Carbon dioxide emissions could fall by the largest amount in over 70 years as a result of the current global pandemic, scientists have said.
The chair of the Global Carbon Project, which produces annual emissions estimates, said carbon output could fall by more than 5% year-on-year – a figure which hasn’t been seen since the end of World War II.
This would also be the first drop in emissions since a smaller, 1.4% reduction following the 2008 financial crisis, according to experts.
Rob Jackson, a professor of Earth system science at Stanford University in California, told Reuters he ‘wouldn’t be shocked to see a 5% or more drop in carbon dioxide emissions this year, something not seen since the end of World War Two’.
Neither the fall of the Soviet Union nor the various oil or savings and loan crises of the past 50 years are likely to have affected emissions the way this crisis is.
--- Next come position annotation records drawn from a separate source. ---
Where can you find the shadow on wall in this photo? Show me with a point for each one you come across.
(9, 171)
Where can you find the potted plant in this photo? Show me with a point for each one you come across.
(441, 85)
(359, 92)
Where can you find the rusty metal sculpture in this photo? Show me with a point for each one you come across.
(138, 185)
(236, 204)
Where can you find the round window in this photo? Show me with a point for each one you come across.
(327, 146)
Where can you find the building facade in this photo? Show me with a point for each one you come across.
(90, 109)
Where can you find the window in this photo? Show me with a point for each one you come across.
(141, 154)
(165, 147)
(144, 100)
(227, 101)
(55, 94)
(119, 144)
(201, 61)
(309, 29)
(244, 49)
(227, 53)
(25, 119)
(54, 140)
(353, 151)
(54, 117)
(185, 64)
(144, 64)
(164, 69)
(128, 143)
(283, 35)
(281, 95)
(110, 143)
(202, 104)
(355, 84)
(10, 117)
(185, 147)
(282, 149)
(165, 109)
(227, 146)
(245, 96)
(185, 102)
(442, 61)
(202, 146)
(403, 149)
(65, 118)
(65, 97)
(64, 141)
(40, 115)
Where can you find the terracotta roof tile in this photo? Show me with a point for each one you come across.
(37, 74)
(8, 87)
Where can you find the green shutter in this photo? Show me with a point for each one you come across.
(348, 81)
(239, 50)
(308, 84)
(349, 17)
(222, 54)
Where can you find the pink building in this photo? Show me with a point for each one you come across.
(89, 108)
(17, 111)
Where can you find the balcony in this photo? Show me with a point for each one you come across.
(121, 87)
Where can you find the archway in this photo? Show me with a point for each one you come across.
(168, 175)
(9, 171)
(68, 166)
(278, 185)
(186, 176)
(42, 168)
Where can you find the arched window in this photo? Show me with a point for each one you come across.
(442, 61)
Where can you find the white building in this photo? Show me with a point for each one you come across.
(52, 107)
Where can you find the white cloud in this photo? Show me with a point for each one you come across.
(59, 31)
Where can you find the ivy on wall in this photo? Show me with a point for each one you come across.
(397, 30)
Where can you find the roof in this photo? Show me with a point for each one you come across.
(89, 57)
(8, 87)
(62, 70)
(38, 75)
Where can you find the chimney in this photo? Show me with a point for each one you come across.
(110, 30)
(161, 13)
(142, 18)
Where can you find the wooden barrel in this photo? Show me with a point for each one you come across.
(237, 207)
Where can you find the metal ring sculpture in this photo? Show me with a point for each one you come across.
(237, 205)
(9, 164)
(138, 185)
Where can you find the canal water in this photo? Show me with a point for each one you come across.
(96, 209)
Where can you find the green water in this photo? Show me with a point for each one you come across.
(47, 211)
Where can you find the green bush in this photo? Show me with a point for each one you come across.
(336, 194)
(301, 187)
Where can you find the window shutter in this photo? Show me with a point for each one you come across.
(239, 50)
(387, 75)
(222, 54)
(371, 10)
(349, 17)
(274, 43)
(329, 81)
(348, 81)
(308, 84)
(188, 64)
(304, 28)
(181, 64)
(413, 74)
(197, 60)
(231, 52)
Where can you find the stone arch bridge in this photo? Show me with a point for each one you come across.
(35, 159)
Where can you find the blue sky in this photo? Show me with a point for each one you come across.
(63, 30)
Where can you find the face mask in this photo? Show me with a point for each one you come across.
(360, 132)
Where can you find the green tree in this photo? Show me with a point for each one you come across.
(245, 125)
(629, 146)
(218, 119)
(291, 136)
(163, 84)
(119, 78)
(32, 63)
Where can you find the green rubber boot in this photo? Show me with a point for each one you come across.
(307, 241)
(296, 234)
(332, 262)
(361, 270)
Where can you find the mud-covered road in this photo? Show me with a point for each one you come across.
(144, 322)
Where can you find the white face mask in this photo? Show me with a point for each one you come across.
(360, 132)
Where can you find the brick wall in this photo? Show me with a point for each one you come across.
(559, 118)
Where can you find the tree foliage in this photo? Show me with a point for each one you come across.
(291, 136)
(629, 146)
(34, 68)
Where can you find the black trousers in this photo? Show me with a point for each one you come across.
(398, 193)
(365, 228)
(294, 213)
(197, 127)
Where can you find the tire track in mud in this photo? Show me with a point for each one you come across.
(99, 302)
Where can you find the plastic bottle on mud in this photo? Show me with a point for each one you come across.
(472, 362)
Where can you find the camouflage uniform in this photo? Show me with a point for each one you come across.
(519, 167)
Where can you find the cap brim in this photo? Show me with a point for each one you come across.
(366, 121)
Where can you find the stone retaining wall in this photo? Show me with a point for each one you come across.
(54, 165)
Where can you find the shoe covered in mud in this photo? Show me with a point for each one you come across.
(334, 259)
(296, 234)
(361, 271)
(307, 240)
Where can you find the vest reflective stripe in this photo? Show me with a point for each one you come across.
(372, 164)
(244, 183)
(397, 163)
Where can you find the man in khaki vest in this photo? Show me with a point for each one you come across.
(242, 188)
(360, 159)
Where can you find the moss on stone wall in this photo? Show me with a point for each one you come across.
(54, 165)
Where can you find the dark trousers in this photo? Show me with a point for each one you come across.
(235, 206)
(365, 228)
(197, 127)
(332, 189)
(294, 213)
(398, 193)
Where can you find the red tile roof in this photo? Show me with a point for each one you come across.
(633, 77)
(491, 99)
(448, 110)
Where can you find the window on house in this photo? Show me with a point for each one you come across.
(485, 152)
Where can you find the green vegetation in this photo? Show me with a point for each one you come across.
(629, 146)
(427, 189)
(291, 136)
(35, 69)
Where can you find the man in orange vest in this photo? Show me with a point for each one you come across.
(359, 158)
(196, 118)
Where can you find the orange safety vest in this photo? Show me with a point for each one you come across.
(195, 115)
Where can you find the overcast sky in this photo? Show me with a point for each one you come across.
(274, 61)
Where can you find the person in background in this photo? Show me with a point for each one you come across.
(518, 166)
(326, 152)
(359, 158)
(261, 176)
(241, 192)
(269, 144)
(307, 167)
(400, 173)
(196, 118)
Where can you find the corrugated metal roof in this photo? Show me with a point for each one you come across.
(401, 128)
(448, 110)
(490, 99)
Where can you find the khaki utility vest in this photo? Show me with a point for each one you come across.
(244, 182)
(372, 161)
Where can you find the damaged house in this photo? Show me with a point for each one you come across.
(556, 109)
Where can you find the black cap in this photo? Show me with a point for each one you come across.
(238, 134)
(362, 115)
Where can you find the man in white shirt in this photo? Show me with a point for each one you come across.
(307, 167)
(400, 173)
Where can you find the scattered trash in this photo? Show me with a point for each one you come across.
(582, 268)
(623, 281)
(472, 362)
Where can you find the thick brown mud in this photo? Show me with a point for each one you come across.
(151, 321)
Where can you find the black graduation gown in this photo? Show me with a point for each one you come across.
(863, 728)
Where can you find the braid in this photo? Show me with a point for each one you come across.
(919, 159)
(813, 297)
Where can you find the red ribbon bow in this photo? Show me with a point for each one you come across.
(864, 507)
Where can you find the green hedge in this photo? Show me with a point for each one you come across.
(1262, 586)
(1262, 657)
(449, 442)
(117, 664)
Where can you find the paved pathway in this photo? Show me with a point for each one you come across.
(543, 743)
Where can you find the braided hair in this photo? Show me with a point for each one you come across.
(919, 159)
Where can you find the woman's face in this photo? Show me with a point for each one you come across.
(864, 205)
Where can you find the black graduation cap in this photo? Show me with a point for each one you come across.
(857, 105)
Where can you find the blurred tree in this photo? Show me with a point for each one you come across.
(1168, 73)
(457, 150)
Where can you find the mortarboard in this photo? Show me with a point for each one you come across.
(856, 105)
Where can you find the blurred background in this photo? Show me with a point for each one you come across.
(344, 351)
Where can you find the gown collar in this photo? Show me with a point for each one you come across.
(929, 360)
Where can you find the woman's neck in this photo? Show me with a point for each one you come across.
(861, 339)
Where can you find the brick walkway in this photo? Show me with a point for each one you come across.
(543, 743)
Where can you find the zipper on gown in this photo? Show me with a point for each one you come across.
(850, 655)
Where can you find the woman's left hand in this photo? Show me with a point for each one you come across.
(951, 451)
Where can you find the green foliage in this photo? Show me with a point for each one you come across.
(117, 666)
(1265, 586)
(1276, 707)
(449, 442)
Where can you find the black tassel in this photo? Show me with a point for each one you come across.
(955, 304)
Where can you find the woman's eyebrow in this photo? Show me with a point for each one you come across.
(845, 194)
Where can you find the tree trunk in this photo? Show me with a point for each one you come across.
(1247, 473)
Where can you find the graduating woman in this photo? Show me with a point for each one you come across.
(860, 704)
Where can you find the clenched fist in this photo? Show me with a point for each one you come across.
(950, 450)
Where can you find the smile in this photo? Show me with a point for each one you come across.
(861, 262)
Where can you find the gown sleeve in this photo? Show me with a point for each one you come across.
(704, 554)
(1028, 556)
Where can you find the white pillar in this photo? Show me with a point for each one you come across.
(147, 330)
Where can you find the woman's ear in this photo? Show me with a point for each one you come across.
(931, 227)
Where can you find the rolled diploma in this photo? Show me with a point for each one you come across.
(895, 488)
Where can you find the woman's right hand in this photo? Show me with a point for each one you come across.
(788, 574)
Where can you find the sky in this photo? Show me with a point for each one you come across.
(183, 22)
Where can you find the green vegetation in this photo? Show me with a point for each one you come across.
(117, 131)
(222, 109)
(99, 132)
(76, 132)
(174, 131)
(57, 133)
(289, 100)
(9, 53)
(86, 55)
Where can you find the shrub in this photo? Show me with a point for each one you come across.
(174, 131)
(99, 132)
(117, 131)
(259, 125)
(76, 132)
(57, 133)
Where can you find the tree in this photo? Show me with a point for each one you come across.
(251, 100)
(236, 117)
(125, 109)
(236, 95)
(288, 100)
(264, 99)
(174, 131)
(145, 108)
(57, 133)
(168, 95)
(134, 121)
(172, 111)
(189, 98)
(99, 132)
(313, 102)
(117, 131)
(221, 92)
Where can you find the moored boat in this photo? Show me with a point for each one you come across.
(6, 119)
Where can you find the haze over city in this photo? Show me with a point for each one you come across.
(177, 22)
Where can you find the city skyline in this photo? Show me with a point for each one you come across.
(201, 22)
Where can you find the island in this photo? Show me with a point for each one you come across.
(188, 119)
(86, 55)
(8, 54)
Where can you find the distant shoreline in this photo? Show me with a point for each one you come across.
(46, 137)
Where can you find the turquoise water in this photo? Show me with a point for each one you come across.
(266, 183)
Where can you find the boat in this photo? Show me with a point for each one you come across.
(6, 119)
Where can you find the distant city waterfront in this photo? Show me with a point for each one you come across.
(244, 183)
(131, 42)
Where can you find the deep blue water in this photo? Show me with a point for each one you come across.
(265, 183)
This predicted fall in carbon emissions would come after several countries around the world imposed strict confinement measures to help healthcare systems tackle the pandemic, with travel and industrial activity largely being brought to a halt.
Already, countries worldwide are reporting dramatic improvements in air quality, with satellite observations indicating steep falls in nitrogen dioxide emissions in countries such as China and Italy.
While this prediction looks set to bring a positive change to the environment, the fall in carbon emissions won’t have come as a result of positive steps being made from world governments.
Instead, it will have come at the cost of a global crisis and public health emergency, which has so far cost the lives of more than 60,000 people around the world, according to the Johns Hopkins Resource Center.
In addition, if these governments don’t start making major structural change, experts warn this decline in emissions could be short-lived and have little impact on the concentrations of carbon dioxide that have accumulated in the atmosphere over decades.
Corinne Le Quéré, a climate scientist at the University of East Anglia in eastern England, said:
This drop is not due to structural changes so as soon as confinement ends, I expect the emissions will go back close to where they were.
According to Professor Jackson, world greenhouse gas emissions shot back up by a massive 5.1% after initially dipping in the aftermath of the 2007-2008 global financial crisis.
This pattern of a swift rebound has already begun in China, where emissions fell by an estimated 25% as people across the country went into self-isolation earlier this year, though these have since returned to within a normal range.